It is high time somebody said that it was NOT high taxes that are running people off this Island. Sure, your evaluation might have skyrocketed over the last ten years but poor, poor you. Compared to living in the Austin area our local tax bill is about half.
Yep that's right, we paid more on a $100,000 house up there than a $200,000 house down here. I find it ludicrous for people to say taxes are running people off the Island. Sure, I feel bad if you are on a fixed incomed or retired and only figured your seaside estate was only worth $30,000 when you bought it. These folks are few and perhaps always lived in a marginal lifestyle.
What really bothers me is that folks want lower city taxes, as in the Town of South Padre, yet want al kinds of new services. About ninety percent of your local tax bill is county, school, and some other taxes.

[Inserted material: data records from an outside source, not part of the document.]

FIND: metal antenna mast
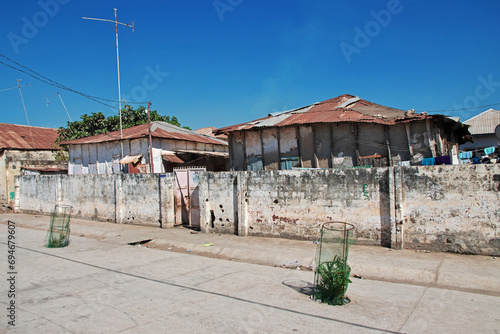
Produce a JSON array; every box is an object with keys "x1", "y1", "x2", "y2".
[
  {"x1": 17, "y1": 79, "x2": 35, "y2": 148},
  {"x1": 45, "y1": 86, "x2": 73, "y2": 123},
  {"x1": 82, "y1": 8, "x2": 134, "y2": 158}
]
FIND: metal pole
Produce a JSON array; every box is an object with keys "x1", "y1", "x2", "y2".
[
  {"x1": 113, "y1": 8, "x2": 123, "y2": 158},
  {"x1": 82, "y1": 8, "x2": 134, "y2": 158},
  {"x1": 17, "y1": 79, "x2": 35, "y2": 148},
  {"x1": 148, "y1": 102, "x2": 153, "y2": 174}
]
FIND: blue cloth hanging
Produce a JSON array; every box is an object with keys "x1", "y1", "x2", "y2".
[
  {"x1": 436, "y1": 155, "x2": 451, "y2": 165},
  {"x1": 422, "y1": 158, "x2": 436, "y2": 166},
  {"x1": 460, "y1": 151, "x2": 472, "y2": 159},
  {"x1": 484, "y1": 146, "x2": 495, "y2": 155}
]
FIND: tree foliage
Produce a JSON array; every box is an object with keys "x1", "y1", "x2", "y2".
[{"x1": 57, "y1": 105, "x2": 189, "y2": 142}]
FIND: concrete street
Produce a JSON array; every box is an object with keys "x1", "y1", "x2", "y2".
[{"x1": 0, "y1": 214, "x2": 500, "y2": 333}]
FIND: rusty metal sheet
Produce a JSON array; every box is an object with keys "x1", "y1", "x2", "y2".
[
  {"x1": 0, "y1": 123, "x2": 59, "y2": 150},
  {"x1": 161, "y1": 152, "x2": 185, "y2": 164},
  {"x1": 119, "y1": 154, "x2": 142, "y2": 165},
  {"x1": 61, "y1": 122, "x2": 227, "y2": 146}
]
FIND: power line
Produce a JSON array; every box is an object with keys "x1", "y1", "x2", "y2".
[
  {"x1": 82, "y1": 8, "x2": 135, "y2": 157},
  {"x1": 0, "y1": 53, "x2": 147, "y2": 110},
  {"x1": 420, "y1": 103, "x2": 500, "y2": 112}
]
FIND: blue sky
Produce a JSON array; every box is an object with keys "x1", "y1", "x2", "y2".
[{"x1": 0, "y1": 0, "x2": 500, "y2": 129}]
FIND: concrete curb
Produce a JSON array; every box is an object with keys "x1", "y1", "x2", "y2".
[{"x1": 0, "y1": 214, "x2": 500, "y2": 296}]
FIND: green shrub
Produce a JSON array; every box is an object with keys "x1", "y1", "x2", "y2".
[{"x1": 315, "y1": 255, "x2": 352, "y2": 305}]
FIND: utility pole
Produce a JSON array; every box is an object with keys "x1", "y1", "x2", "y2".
[
  {"x1": 147, "y1": 102, "x2": 153, "y2": 174},
  {"x1": 17, "y1": 79, "x2": 35, "y2": 148},
  {"x1": 82, "y1": 8, "x2": 134, "y2": 158}
]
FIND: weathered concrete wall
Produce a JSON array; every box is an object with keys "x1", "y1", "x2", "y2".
[
  {"x1": 199, "y1": 172, "x2": 239, "y2": 234},
  {"x1": 402, "y1": 165, "x2": 500, "y2": 255},
  {"x1": 0, "y1": 150, "x2": 58, "y2": 205},
  {"x1": 200, "y1": 165, "x2": 500, "y2": 255},
  {"x1": 16, "y1": 164, "x2": 500, "y2": 256},
  {"x1": 16, "y1": 174, "x2": 175, "y2": 227}
]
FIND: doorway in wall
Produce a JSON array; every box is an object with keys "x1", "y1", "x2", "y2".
[{"x1": 174, "y1": 167, "x2": 206, "y2": 229}]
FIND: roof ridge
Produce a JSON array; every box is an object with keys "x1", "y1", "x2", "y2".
[{"x1": 463, "y1": 108, "x2": 500, "y2": 123}]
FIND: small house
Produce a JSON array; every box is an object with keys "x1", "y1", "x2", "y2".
[
  {"x1": 61, "y1": 122, "x2": 229, "y2": 174},
  {"x1": 215, "y1": 94, "x2": 470, "y2": 171},
  {"x1": 0, "y1": 123, "x2": 68, "y2": 207}
]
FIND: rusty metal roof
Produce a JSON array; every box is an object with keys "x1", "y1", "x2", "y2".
[
  {"x1": 61, "y1": 122, "x2": 227, "y2": 146},
  {"x1": 0, "y1": 123, "x2": 58, "y2": 150},
  {"x1": 463, "y1": 109, "x2": 500, "y2": 135},
  {"x1": 216, "y1": 94, "x2": 431, "y2": 133}
]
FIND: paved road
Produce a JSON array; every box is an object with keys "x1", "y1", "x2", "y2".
[{"x1": 0, "y1": 225, "x2": 500, "y2": 333}]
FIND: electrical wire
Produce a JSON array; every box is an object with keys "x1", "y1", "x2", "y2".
[
  {"x1": 0, "y1": 53, "x2": 147, "y2": 110},
  {"x1": 417, "y1": 103, "x2": 500, "y2": 112}
]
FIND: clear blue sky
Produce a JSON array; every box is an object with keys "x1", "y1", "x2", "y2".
[{"x1": 0, "y1": 0, "x2": 500, "y2": 129}]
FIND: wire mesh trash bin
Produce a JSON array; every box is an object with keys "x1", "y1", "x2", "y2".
[
  {"x1": 314, "y1": 222, "x2": 354, "y2": 305},
  {"x1": 45, "y1": 205, "x2": 72, "y2": 248}
]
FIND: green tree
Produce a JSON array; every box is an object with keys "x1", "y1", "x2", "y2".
[{"x1": 57, "y1": 105, "x2": 189, "y2": 142}]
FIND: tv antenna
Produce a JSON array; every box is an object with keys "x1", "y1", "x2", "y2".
[
  {"x1": 82, "y1": 8, "x2": 134, "y2": 158},
  {"x1": 17, "y1": 79, "x2": 35, "y2": 148},
  {"x1": 45, "y1": 86, "x2": 73, "y2": 123}
]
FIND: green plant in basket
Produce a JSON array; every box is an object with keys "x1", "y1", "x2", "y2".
[{"x1": 315, "y1": 255, "x2": 352, "y2": 305}]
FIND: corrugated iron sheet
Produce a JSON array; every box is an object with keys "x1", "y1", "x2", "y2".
[
  {"x1": 161, "y1": 152, "x2": 184, "y2": 164},
  {"x1": 176, "y1": 150, "x2": 229, "y2": 157},
  {"x1": 464, "y1": 109, "x2": 500, "y2": 135},
  {"x1": 119, "y1": 154, "x2": 142, "y2": 165},
  {"x1": 0, "y1": 123, "x2": 59, "y2": 150},
  {"x1": 216, "y1": 94, "x2": 430, "y2": 133},
  {"x1": 61, "y1": 122, "x2": 227, "y2": 145}
]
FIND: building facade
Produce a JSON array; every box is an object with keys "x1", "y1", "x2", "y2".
[
  {"x1": 61, "y1": 122, "x2": 228, "y2": 174},
  {"x1": 0, "y1": 123, "x2": 67, "y2": 207},
  {"x1": 216, "y1": 95, "x2": 470, "y2": 170}
]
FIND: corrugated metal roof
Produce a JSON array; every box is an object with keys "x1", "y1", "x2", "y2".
[
  {"x1": 217, "y1": 94, "x2": 431, "y2": 133},
  {"x1": 176, "y1": 150, "x2": 229, "y2": 157},
  {"x1": 0, "y1": 123, "x2": 58, "y2": 150},
  {"x1": 161, "y1": 152, "x2": 184, "y2": 164},
  {"x1": 61, "y1": 122, "x2": 227, "y2": 145},
  {"x1": 464, "y1": 109, "x2": 500, "y2": 135},
  {"x1": 118, "y1": 154, "x2": 142, "y2": 165}
]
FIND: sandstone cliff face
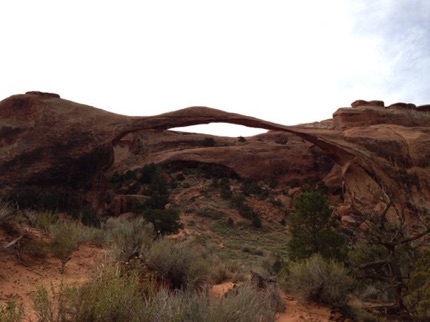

The Town tax bill is almost nothing. Yet some people want to capitalize this for their personal grandeur or some other very strange reason.
Get off it, as we see right through the political shennanigans. Your tax bill is fairly mild. Yes, the Town finances a disproportionate amount of offshored County and school revenue, but how else can you you tax people equitably? To add to the mix, your tax bill can only go up like five percent a year, no matter HOW it is appraised or valued. I am not familiar with the exact conditions of this cap but I suspect that something is deeply wrong with the "taxed off the Island" argument.
It's a political ploy. People come and go as their families mature, a few members die, and the youngsters move about the US. It's that simple. If it gets like living on the Island is a pain in the hootch you move elsewhere. It has very little to do with taxes. It is trivial compared to a hurricane.
Now insurance, I can believe that story. A ton of insurers are dropping coastal policies just because of the hurricane issue. I want a roll-back on my damn insurance and KEEP continual coverage even if The Big One comes. We've got three to five billions of dollars of property down here, and we need it all covered by insurance.
Strangely, nobody wants to talk about this issue, especially the people who say taxes are driving people off the Island. They are completely berserk.
Word History: When we say that we are going berserk, we may not realize how extreme a state this might be. Our adjective comes from the noun berserker, or berserk, which is from the Old Norse word berserkr, "a wild warrior or champion." Such warriors wore hides of bears, which explains the probable origin of berserkr as a compound of *bera, "bear," and serkr, "shirt, coat." These berserkers became frenzied in battle, howling like animals, foaming at the mouth, and biting the edges of their iron shields. Berserker is first recorded in English in the early 19th century, long after these wild warriors ceased to exist.